Does heartburn mean I have an ulcer?
Not necessarily. Heartburn from GERD and peptic ulcer disease are distinct conditions, though they can coexist. Ulcer pain is typically epigastric (upper abdomen), may improve with eating, and is often caused by H. pylori infection or NSAID use. Endoscopy can differentiate the two.
Can stress cause heartburn?
Stress does not directly cause acid production to increase, but it lowers the threshold for symptom perception and may promote behaviors that worsen reflux (overeating, alcohol use, disrupted sleep, poor posture). Functional heartburn, where symptoms occur without measurable acid exposure, may have a stress-related component.
Is heartburn during pregnancy harmful to the baby?
No. Heartburn during pregnancy reflects maternal esophageal discomfort and does not affect the fetus. Calcium carbonate antacids and famotidine are considered safe. PPIs like omeprazole carry no demonstrated teratogenic risk in human studies and are appropriate when first-line therapies fail.
What foods should I avoid with frequent heartburn?
Evidence supports avoiding large, high-fat meals close to bedtime rather than blanket food elimination. Individual triggers vary, but coffee, chocolate, alcohol, citrus, tomato sauce, and peppermint are commonly reported. A food diary for 2 weeks helps identify personal triggers more reliably than generic avoidance lists.
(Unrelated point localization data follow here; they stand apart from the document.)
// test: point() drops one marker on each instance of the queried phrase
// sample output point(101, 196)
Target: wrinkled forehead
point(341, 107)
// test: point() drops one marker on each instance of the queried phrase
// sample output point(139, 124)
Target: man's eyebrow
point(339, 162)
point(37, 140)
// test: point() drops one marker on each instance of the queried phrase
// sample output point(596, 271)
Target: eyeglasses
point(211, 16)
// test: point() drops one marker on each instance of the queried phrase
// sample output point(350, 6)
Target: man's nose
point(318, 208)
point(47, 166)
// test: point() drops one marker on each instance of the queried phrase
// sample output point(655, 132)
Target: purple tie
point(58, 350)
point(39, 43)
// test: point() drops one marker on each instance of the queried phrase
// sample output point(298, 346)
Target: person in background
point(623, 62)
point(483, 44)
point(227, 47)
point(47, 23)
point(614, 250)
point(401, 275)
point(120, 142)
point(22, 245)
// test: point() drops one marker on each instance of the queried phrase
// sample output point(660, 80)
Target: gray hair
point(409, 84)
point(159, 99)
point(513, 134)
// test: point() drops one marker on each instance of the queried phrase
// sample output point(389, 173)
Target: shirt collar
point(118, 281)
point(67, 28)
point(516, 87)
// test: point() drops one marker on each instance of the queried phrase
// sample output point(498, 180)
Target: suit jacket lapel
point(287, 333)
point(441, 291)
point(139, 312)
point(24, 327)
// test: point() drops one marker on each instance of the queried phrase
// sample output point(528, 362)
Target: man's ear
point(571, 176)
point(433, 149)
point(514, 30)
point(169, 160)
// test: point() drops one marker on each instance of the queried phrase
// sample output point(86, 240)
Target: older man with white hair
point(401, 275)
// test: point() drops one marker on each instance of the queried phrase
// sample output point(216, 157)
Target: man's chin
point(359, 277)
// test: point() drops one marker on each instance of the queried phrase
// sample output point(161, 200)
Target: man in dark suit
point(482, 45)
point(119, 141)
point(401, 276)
When should I get an endoscopy for heartburn?
Endoscopy is indicated for alarm symptoms (dysphagia, weight loss, GI bleeding, anemia), failure to respond to 8 weeks of PPI therapy, screening for Barrett esophagus in high-risk patients (male, over 50, chronic GERD over 5 years, obese, smoker), and before anti-reflux surgery.
Can I take antacids every day?
Calcium carbonate or magnesium hydroxide antacids are safe for short-term daily use (up to 2 weeks). If you need daily symptom relief beyond 14 days, switch to a PPI or H2RA and schedule a medical evaluation. Chronic antacid overuse can cause milk-alkali syndrome or electrolyte disturbances.